Did an old electric bill from your first apartment go unpaid and is now coming back to haunt you? Debt collectors involved can be aggressive and intimidating, so it's important to know about your rights when it comes to dealing with collection agencies and long-lost debt, says credit expert Gerri Detweiler. Gerri shares with Jean tips for dealing with debt collectors:
- Check to see how old the debt is. If it's more than seven and a half years old, whether it is paid or unpaid, it is no longer on your credit history, Gerri says. "If they say, 'We can put it on your credit report forever,' they can't," she says. "And, they're breaking the law by saying that."
- Ask the debt collector to verify the debt in writing. Gerri says when you do this, the debt collector has to go back to the original source of the debt to verify it. This process could take several weeks and gives you time to find out what your rights are, she says.

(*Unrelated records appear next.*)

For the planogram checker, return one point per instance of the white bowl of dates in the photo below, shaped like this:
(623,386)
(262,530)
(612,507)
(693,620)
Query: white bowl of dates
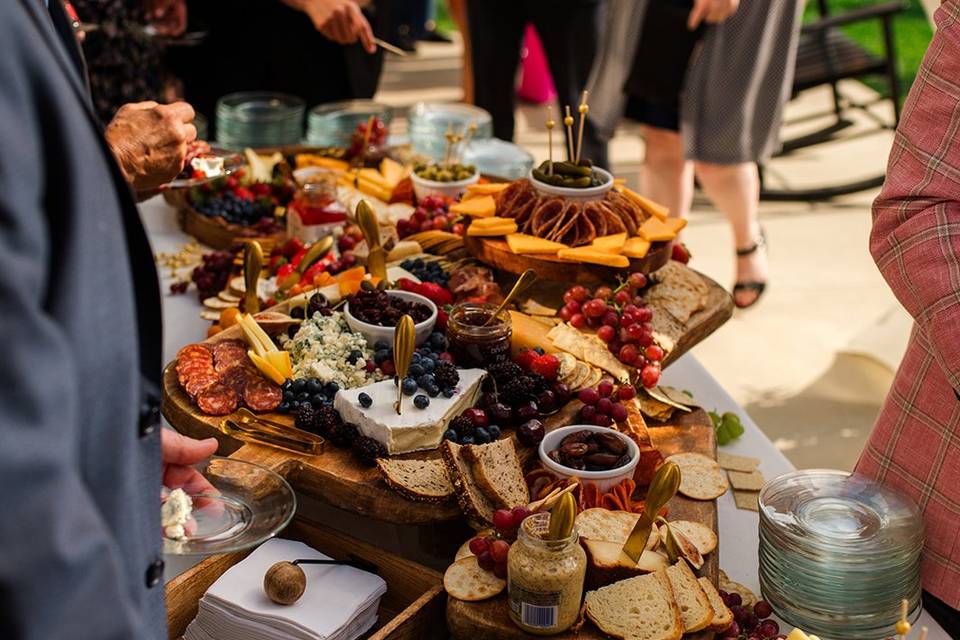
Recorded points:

- Debt collectors cannot harass you. They can only call you from 8 a.m. to 9 p.m., Gerri says. If you tell them you cannot take calls at work, they're not allowed to call you there. Also, Gerri says they're not supposed to tell anyone, other than your spouse, about your debt.
- In most cases, debt collectors cannot take legal action, such as sending you to jail, unless they go to court first, Gerri says.
- Never pay a collector a token amount to get them off your back. "If you do that, you can start that clock ticking again and it can basically force you into paying a debt that you might have been able to negotiate or not have to pay," she says.
- Negotiate a pay-off. If your debt is recent, start negotiating a pay-off at 50 percent of the original amount, Gerri says. If your debt is five to 10 years old, offer 20 percent, she says.
- Do not let collection agencies take money directly out of your bank account. By giving them access to it, Gerri says they could possibly take direct payments out of your account without your permission.